Für das Begehren der Klägerin ist der Sekundäranspruch in Gestalt des Folgenbeseitigungsanspruchs ausreichend, aber auch erforderlich. Während der das Schadensersatzrecht beherrschende Anspruch auf Naturalrestitution sich hypothetisch an der Zukunft orientiert, ist der Wiederherstellungsanspruch aus dem Folgenbeseitigungsanspruch auf einen Zustand in der Vergangenheit - unter Abschneiden einer eventuellen künftigen Entwicklung - gerichtet. Dementsprechend ändert es nichts am Bestehen des Anspruchs, dass nach § 10
Abs. 1 Satz 2 UrlV Urlaub, der nicht bis zum 30. April des folgenden Jahres angetreten ist, grundsätzlich verfällt, was bei der Klägerin im Jahr 2013 auch tatsächlich hinsichtlich eines Teils ihre Jahresurlaubs 2012 geschehen ist. Ein Mitverschulden der Klägerin entsprechend § 254
BGB, das auch beim Folgenbeseitigungsanspruch zu berücksichtigen wäre, ist nicht ersichtlich. Sie hat erstmal mit der E-Mail vom 13. Januar 2012 Kenntnis von ihrem auf der Grundlage des § 3
Abs. 7 Satz 4 UrlV neu berechneten Urlaubsanspruchs für 2011 erlangt. Auch der Beklagtenvertreter hat hierzu in der mündlichen Verhandlung erklärt, dass im Jahr 2011 aufgrund offener Detailfragen eine korrekte Berechnung nicht habe erfolgen können.
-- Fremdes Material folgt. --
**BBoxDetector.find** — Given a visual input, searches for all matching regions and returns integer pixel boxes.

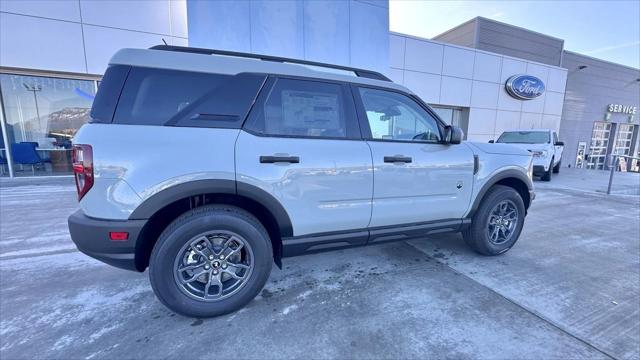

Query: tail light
[72,145,94,201]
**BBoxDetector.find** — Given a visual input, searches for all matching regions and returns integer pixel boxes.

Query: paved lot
[1,170,639,359]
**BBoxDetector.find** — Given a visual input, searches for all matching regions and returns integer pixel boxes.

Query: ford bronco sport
[68,45,535,317]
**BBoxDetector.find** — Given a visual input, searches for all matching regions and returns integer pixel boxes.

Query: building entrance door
[612,123,637,171]
[587,122,612,170]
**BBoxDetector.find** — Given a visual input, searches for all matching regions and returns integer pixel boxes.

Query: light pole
[22,82,43,134]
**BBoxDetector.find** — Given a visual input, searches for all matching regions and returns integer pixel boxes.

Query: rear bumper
[68,209,146,271]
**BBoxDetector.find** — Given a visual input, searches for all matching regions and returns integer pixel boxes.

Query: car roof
[109,48,413,94]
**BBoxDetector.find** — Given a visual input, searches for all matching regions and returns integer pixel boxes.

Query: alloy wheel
[173,231,254,302]
[486,200,518,245]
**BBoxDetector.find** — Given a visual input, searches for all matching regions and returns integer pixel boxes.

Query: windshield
[497,131,549,144]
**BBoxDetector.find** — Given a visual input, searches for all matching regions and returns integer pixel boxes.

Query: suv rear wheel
[462,185,525,255]
[149,205,272,317]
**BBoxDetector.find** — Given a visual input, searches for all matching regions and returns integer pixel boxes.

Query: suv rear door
[236,77,373,238]
[353,86,475,228]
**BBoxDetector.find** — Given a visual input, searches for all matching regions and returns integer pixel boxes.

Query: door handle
[384,155,412,163]
[259,155,300,164]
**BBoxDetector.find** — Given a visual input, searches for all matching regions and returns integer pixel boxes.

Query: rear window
[113,68,231,126]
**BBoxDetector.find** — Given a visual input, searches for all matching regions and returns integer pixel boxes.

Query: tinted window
[90,65,130,123]
[497,131,550,144]
[553,132,559,144]
[113,68,230,125]
[244,78,359,139]
[358,88,441,142]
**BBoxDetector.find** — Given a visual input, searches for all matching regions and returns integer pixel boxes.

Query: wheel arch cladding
[130,179,292,271]
[469,170,532,218]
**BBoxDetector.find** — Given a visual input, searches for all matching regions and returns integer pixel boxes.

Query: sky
[389,0,640,69]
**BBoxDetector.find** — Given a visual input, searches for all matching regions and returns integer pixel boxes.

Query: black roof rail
[149,44,391,82]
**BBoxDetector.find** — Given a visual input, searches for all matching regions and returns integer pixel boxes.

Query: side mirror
[445,125,463,144]
[488,140,495,143]
[555,141,564,146]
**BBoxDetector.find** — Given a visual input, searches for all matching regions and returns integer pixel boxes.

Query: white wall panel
[521,93,545,113]
[547,68,567,93]
[0,13,86,73]
[388,68,404,84]
[520,112,543,129]
[84,25,167,74]
[355,0,388,7]
[304,1,349,66]
[0,0,80,22]
[404,38,443,74]
[349,0,389,74]
[525,62,550,83]
[495,110,521,135]
[170,0,188,38]
[250,1,304,59]
[497,87,522,112]
[389,34,405,69]
[542,114,561,133]
[80,0,171,35]
[468,108,497,135]
[186,1,250,51]
[467,134,494,143]
[470,81,499,109]
[440,76,472,106]
[442,46,475,79]
[169,36,189,46]
[500,57,527,83]
[544,91,565,115]
[473,52,501,83]
[404,71,440,103]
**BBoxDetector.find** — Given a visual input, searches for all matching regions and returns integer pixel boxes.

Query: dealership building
[1,1,638,177]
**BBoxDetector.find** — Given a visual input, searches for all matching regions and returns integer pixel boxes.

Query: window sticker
[281,90,340,131]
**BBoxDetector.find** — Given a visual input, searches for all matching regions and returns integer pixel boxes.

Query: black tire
[149,205,273,318]
[541,159,553,181]
[553,160,561,173]
[462,185,526,256]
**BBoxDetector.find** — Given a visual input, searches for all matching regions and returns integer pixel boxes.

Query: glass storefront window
[431,106,468,139]
[0,73,96,176]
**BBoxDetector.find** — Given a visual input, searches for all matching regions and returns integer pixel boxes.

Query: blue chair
[11,143,49,175]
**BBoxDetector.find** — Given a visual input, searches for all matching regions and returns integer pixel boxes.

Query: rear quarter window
[90,65,130,123]
[113,68,231,126]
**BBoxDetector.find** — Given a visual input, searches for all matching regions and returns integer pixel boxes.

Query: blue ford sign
[505,75,545,100]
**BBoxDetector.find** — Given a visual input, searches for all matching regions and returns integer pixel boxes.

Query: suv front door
[354,86,475,228]
[236,77,373,239]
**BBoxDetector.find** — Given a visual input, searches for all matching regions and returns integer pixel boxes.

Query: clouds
[583,41,640,55]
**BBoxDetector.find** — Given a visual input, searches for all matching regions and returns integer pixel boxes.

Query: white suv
[492,129,564,181]
[68,45,535,317]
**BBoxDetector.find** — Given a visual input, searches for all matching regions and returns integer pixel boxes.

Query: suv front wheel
[149,205,273,317]
[463,185,526,255]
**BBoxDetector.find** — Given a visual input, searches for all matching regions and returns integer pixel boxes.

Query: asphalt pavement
[1,170,638,359]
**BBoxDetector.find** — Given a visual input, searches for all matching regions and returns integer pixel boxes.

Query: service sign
[607,104,637,115]
[505,75,545,100]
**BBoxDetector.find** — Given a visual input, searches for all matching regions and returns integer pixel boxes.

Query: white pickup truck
[492,129,564,181]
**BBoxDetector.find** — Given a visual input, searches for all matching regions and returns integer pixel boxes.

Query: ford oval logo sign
[505,75,545,100]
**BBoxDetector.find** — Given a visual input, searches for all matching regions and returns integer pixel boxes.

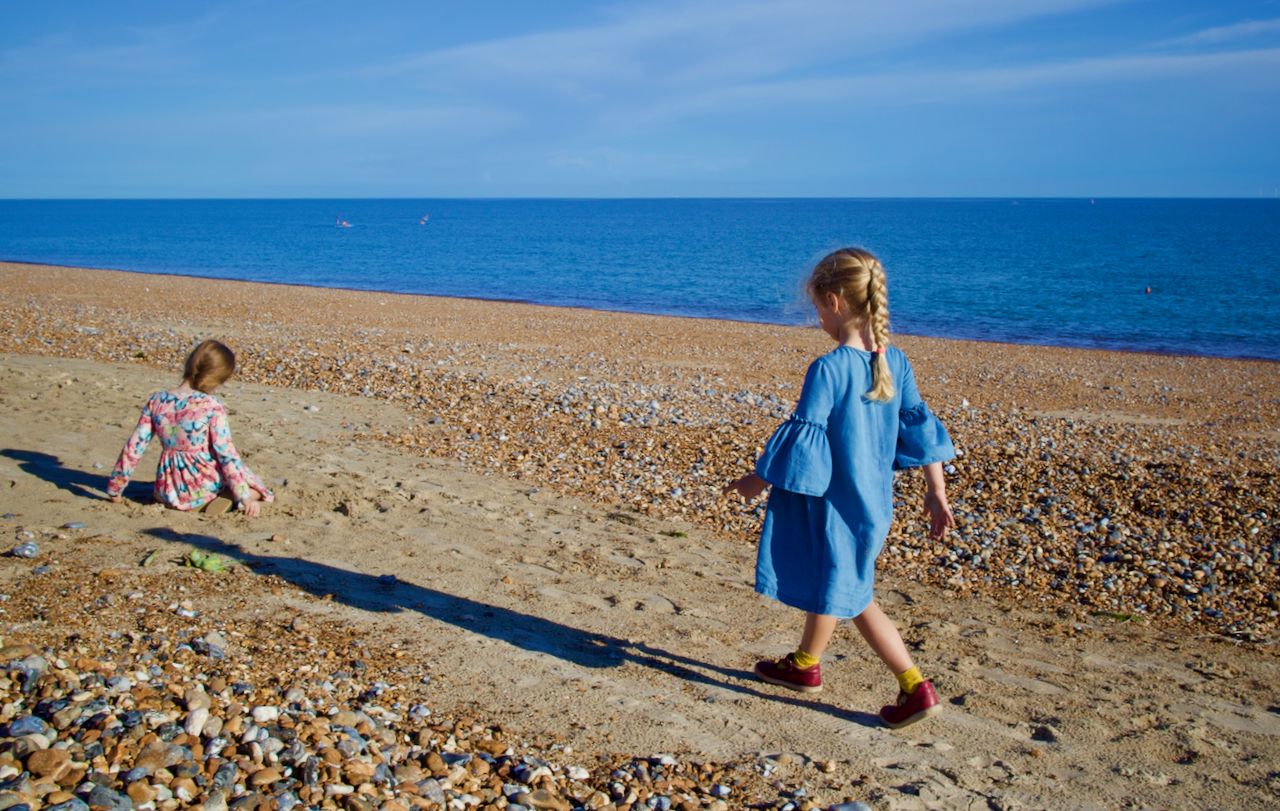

Hieraus folgt, dass der Urlaubsanspruch der Klägerin für das Jahr 2011 unter Außerachtlassung der Anwendung des § 3
Abs. 7 Satz 4 UrlV zu berechnen gewesen wäre. Dann aber hätten der Klägerin 30 statt 29 Urlaubstage zugestanden. Sie hat daher aus dem Jahr 2011 noch einen Anspruch auf einen weiteren Urlaubstag.
3. Die Kostenentscheidung stützt sich auf § 154
Abs. 1
VwGO. Die Entscheidung über die vorläufige Vollstreckbarkeit beruht auf § 167
Abs. 1
VwGO i. V. m. § 708
Nr. 11
ZPO. Der Einräumung einer Abwendungsbefugnis nach § 711
ZPO bedurfte es angesichts der allenfalls geringen vorläufig vollstreckbaren Aufwendungen der Klägerin nicht.
4. Gründe für eine Zulassung der Berufung durch das Verwaltungsgericht nach § 124
Abs. 1, § 124a
Abs. 1 Satz 1
i. V. m. § 124
Abs. 2 Nrn. 3 und 4
VwGO liegen nicht vor. Dem Klageanspruch wurde nicht aufgrund genereller Erwägungen zur Rechtmäßigkeit
bzw. Rechtswidrigkeit des § 3
Abs. 7 Satz 4 UrlV, sondern wegen der Besonderheiten der Fallgestaltung bei der erstmaligen Umsetzung der Neuregelung im Übergangsjahr 2011 entsprochen.